When I was with him I felt hope. After I left him I could not get him out of my mind.
Before I saw him I saw hope when I saw the courage and fortitude of the suppressed, oppressed and unfortunate. That hope gave me the strength to wait or wear out a situation. After I saw Hanspeter I saw hope in a different light. Hope that springs from a different well. Hope that arises when one knows that a life and death situation has been overcome. Hope based on beginnings and not on endings. Hope that comes from a feeling of joy. Hope that comes with a glow rather than a steely fortitude. Hope, in this sense is a stronger hope as it is born of success and represents achievement and positive conclusions rather than a mere ray of light. Hope in this, er, light, gives one the vision of victory rather than merely the strength to bear a situation. Hope, in this sense, thumbs its nose at diversity, dismissing the past with a twinkle in one’s eyes rather than carrying the past as a heavy burden and framing all new situations in the lens of past hardships.

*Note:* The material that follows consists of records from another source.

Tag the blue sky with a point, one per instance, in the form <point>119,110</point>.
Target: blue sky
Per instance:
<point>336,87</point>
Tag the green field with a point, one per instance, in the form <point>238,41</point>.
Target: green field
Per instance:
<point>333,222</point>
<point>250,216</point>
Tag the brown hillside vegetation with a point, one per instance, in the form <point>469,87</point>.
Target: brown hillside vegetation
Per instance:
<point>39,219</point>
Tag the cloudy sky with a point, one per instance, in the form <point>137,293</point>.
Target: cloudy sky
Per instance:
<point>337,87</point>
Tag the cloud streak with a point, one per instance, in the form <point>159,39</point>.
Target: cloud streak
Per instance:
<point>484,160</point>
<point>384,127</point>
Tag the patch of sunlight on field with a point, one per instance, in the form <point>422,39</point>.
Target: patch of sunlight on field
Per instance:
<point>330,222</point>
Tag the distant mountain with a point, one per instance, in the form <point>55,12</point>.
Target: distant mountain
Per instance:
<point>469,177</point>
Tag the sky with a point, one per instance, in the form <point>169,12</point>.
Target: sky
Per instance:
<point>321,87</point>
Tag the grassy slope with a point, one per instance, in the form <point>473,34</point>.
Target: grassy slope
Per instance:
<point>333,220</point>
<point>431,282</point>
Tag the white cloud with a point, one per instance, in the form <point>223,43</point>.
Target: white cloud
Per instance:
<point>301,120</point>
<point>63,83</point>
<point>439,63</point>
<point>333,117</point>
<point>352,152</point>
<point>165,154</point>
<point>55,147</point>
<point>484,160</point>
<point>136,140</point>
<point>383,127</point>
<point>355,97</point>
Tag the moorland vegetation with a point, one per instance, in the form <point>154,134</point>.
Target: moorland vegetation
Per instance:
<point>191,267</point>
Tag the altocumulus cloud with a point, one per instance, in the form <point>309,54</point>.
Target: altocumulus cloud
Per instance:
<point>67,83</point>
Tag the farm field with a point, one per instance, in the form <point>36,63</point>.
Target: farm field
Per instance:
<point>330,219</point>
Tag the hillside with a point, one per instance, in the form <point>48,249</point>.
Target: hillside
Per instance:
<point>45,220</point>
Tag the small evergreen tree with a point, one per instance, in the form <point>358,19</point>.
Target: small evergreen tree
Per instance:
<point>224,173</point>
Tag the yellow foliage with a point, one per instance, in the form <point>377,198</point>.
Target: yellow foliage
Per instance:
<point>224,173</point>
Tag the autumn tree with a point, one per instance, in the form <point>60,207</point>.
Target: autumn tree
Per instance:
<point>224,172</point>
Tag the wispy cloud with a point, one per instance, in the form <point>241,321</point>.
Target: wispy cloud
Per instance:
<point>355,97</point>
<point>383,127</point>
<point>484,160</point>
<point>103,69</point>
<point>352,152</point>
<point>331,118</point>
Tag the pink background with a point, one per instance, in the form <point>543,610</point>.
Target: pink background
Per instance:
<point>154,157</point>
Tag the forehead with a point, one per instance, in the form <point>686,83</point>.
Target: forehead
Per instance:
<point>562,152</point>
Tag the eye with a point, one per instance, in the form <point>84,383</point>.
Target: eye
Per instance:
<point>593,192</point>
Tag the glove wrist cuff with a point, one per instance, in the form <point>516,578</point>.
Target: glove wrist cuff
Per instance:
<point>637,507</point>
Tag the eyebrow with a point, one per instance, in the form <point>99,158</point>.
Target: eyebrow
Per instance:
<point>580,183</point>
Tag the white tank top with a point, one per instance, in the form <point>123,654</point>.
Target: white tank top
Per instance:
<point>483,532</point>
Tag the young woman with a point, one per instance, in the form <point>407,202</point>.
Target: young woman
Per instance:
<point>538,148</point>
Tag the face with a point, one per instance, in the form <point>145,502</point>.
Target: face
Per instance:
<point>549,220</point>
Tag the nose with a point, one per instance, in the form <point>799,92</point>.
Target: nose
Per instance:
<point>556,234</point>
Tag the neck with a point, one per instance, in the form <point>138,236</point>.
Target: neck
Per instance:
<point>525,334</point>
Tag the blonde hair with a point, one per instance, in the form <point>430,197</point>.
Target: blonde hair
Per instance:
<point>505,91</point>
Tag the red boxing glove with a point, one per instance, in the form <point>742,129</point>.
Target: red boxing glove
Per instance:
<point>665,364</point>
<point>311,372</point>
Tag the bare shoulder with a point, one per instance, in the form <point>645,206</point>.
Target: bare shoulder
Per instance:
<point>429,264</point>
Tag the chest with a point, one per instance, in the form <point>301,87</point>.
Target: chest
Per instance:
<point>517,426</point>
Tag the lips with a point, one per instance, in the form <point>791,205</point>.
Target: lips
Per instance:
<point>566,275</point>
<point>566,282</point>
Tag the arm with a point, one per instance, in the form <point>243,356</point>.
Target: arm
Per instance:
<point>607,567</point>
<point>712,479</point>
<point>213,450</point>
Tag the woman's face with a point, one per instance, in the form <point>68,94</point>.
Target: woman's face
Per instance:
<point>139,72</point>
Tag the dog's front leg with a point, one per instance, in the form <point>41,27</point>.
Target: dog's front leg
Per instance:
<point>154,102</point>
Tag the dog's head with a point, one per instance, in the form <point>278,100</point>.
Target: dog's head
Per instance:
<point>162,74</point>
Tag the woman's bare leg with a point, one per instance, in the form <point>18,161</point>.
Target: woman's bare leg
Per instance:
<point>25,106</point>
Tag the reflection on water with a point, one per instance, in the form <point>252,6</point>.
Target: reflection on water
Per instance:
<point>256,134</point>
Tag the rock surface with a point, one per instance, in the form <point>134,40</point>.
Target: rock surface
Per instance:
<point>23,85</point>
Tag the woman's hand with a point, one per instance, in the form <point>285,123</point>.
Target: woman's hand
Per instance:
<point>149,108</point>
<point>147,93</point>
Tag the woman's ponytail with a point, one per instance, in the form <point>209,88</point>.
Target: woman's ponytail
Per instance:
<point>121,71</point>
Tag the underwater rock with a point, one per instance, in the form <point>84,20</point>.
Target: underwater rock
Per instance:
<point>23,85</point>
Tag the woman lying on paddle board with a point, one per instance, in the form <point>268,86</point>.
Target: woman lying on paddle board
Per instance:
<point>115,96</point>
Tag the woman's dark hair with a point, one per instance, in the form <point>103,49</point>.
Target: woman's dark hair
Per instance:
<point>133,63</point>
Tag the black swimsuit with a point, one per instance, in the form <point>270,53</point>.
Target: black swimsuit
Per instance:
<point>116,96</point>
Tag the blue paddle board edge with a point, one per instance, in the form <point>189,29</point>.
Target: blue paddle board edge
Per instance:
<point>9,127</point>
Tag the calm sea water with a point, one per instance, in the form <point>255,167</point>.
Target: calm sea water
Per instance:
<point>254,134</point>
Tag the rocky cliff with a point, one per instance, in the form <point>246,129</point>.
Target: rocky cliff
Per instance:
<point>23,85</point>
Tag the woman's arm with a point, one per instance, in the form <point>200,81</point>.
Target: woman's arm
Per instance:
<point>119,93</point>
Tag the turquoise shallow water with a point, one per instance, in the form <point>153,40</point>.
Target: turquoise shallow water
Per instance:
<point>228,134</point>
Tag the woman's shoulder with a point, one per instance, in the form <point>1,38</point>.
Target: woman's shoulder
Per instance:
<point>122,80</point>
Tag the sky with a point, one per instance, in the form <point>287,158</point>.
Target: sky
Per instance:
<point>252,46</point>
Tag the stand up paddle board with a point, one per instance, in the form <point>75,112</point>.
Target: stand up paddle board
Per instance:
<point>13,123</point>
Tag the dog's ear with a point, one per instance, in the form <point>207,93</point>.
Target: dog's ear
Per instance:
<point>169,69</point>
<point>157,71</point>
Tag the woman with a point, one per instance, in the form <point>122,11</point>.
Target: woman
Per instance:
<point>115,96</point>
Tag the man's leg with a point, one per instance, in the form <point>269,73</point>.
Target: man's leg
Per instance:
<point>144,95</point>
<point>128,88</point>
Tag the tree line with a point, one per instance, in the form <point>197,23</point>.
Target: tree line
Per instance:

This new sense of hope was no doubt reinforced by two other factors. One is the rustic warmth of Hans, his family and his home. I am not one for visiting others and have, to my disadvantage, shunned “networking”. Yet, I have always looked forward to visiting Hans. You know when you are sincerely welcome. The second factor was a surprise. As I stood outside Han’s front door, all alone, smoking a cigarette in the falling snow – I saw the Sylvester Klaus. A group of men who looked more like a Native American war party, with 3 foot high masks were running towards me whooping and yelling, sticks in hand. I stood my ground and they came up and hit me – lightly. They were beating the evil spirits off. Swiss shamans but un-shaman-like!! Within minutes the evil spirits had been exorcised from all the folks at Hans place and the farm as well and we got down to hearing about the tradition from these strong young men as they all enjoyed drinks brought out by Daniella. Then it was a warm and heartfelt clasping of hands and arms and wishing each other only the very best. A joyful, well intentioned meeting of strangers.
It is this sense of hope, this sense of genuinely wishing others well, this sense of purpose, this sense of well being, this sense of victory, that I wish upon all of you. May we all make positive changes to not only our lives but to those of others around us as well.